DONALD WINDHAM, American novelist and memoirist, born (d: 2010); Of Donald Windham’s novels, the best known, perhaps is Two People, a lovely book about an affair between a married American businessman and a Roman boy. Despite his own considerable talents, Windham may very likely wind up being remembered, like the parts played in endless movies by Ralph Bellamy, as someone else’s best friend.
The “someone else,” in Windham’s case was Tennessee Williams. Windham was nineteen when he met the twenty-eight year old Williams. The two had in common their ambitions as young writers, their Southern backgrounds, their lack of money in pre-war New York, and their sexuality. Eventually they decided to collaborate on a play, and while Windham stayed in New York, Williams wandered between Provincetown, Mass, and other places in search of boys and a quiet retreat in which to write.
During those years began a correspondence which Windham collected and finally published in 1977. Although Williams published his own rather disappointing autobiography, the Windham letters, with the novelist’s excellent annotations, are the real, albeit incomplete, Tennessee Williams memoir. The letters are dazzling, unguarded, racy, funny, and, above all, revealing of every flattering and not so flattering aspect of the famous playwright over a twenty-five year period. While his relationship with Williams was strained by the publication of the letters, Windham remained a friend of Truman Capote until Capote’s death.

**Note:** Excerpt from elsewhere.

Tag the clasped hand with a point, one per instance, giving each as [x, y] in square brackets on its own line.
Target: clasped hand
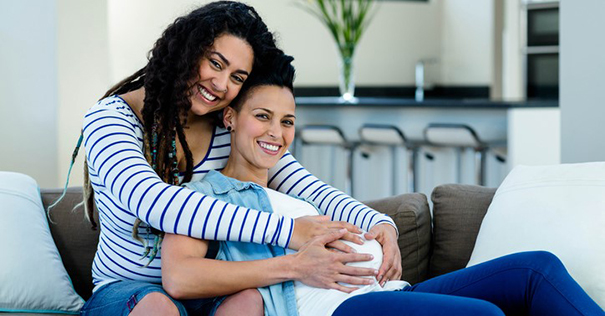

Windham also met and befriended such diverse figures as Lincoln Kirstein, Pavel Tchelitchew and Paul Cadmus. Windham’s novels include the The Dog Star (1950), praised by André Gide and Thomas Mann, The Hero Continues (1960), which was likely based on Williams, and Tanaquil (1972), based on the life of George Platt Lynes. Lost Friendships, a memoir of his friendship with Capote and Williams, was published in 1987. It was regarded by some as his best book. Homosexuality is one of many themes treated in his work. Windham died June 1st 2010, at his home in Manhattan at the age of 89.